内容紹介
ケニア海岸部の諸社会においては、他人に神秘的なしかたで危害をもたらす「妖術」は、単なるファンタジーの対象ではなく、人々が日常生活において常に警戒し対処すべき中心問題の一つであった。それは今日なお周期的に発生する地域を挙げての「魔女狩り(抗妖術運動)」や、隣人や家族内での殺人などの深刻な社会現象をも引き起こしている。
本書は、妖術信仰を伝統的/近代的という視点から解放し、条件がそろえば任意の社会にインストール可能な一種のプログラムのようなものとして捉え、それを構成する信念セットと実践系が具体的な人々の生と社会状況の中でいかに再帰的(recursive)に「実行」されているかを、ケニア海岸部のドゥルマ人社会を対象におこなった現地調査の豊富なデータをもとに明らかにしたものである。妖術信仰という「プログラム」が個々人の経験の水準で、そして歴史と政治のマクロな水準で、それぞれどのように実行され、それがどのように自己に最適化した現実を生成し、自らをその力で支えるような構造になっているかを示すことを通して、信念一般のもつ呪縛性の謎に迫る。

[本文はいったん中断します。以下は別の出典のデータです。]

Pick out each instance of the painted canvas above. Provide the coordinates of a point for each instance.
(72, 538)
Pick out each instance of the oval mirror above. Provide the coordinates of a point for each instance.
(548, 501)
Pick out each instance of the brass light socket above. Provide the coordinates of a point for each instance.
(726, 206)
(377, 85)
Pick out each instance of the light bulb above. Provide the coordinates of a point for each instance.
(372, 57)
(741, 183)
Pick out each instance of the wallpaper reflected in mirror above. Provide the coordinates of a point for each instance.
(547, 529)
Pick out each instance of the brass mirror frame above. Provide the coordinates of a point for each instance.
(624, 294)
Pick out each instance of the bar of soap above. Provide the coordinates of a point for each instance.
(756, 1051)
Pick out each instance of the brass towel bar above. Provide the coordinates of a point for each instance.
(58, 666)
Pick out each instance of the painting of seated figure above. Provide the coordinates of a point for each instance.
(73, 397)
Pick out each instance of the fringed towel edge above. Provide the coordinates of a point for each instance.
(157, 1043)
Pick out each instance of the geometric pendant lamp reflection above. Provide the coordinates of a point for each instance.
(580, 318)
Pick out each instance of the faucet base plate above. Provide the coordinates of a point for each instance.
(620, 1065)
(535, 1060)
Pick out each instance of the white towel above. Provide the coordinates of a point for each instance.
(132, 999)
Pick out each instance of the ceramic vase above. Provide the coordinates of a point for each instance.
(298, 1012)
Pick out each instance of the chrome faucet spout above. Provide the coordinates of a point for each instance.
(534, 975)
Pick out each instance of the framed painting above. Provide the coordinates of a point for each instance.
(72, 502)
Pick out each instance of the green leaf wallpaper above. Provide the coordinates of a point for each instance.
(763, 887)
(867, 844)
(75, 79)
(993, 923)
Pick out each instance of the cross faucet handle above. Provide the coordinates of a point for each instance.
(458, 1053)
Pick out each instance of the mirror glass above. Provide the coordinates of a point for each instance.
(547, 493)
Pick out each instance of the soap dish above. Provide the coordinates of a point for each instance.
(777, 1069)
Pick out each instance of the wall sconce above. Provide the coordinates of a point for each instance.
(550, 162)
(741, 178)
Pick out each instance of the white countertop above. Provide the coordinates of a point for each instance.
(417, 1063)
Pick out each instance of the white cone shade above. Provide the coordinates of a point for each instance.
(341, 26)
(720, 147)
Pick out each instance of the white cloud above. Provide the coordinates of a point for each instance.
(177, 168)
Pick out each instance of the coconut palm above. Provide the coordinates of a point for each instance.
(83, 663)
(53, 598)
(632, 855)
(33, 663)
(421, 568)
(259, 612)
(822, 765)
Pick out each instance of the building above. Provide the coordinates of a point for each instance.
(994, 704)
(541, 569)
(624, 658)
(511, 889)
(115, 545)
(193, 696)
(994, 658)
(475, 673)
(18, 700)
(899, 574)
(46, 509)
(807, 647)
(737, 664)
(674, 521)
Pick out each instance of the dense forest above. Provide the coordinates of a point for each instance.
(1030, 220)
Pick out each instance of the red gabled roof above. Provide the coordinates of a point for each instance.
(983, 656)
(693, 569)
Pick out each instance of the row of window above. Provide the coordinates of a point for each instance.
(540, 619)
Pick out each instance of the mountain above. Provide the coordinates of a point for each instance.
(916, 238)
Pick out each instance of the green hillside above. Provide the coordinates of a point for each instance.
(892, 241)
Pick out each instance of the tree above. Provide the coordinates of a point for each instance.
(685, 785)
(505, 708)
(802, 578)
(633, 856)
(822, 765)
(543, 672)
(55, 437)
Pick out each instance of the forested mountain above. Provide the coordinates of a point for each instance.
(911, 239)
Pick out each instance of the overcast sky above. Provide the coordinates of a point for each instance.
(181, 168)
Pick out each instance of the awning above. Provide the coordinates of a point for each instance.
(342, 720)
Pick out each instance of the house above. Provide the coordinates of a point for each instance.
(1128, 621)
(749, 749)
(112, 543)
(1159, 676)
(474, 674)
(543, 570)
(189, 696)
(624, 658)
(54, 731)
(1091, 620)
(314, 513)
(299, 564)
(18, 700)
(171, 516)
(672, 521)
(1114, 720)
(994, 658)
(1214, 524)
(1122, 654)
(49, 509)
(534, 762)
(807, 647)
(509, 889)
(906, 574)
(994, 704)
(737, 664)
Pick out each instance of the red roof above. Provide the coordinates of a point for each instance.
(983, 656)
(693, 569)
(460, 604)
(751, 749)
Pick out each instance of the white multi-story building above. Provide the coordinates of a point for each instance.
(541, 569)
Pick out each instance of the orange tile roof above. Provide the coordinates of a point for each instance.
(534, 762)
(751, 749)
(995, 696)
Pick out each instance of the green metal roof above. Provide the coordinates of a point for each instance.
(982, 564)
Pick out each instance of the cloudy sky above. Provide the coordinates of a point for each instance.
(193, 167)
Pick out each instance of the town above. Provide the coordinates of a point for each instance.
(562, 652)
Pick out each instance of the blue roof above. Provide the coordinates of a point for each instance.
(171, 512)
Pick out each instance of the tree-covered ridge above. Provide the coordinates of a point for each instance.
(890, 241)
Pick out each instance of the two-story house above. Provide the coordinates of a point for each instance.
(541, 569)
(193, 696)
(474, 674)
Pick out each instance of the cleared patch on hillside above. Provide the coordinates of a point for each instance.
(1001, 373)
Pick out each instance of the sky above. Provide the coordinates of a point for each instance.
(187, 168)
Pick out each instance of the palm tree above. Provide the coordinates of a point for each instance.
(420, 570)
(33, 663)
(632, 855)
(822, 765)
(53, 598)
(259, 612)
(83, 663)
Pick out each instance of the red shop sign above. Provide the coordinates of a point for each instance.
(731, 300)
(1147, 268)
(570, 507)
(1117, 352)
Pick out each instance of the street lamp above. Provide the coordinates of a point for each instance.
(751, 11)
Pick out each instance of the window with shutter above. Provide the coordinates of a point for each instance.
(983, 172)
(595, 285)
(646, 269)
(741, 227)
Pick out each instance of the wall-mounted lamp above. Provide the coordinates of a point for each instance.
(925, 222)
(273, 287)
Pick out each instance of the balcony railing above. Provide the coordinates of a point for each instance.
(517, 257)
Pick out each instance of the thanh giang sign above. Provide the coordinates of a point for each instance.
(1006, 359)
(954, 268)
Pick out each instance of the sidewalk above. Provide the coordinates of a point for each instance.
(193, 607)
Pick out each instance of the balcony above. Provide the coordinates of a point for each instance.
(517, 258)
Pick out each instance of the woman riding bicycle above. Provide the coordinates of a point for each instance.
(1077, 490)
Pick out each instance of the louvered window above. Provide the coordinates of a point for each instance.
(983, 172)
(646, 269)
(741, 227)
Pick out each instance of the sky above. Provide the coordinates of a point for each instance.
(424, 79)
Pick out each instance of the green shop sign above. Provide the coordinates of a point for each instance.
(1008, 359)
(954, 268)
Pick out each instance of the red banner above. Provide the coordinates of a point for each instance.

単にアフリカの一社会に限らず、しばしば我々の社会においても、特定の信念に凝り固まった人々のあいだの、相互の対話すら不可能に見えるような溝がいたる所に走っている。こうした信念のカスケーディングとでも呼べる現象がどのようなプロセスの産物であるかを明らかにしていくうえでも、本書は有効な手がかりとなるであろう。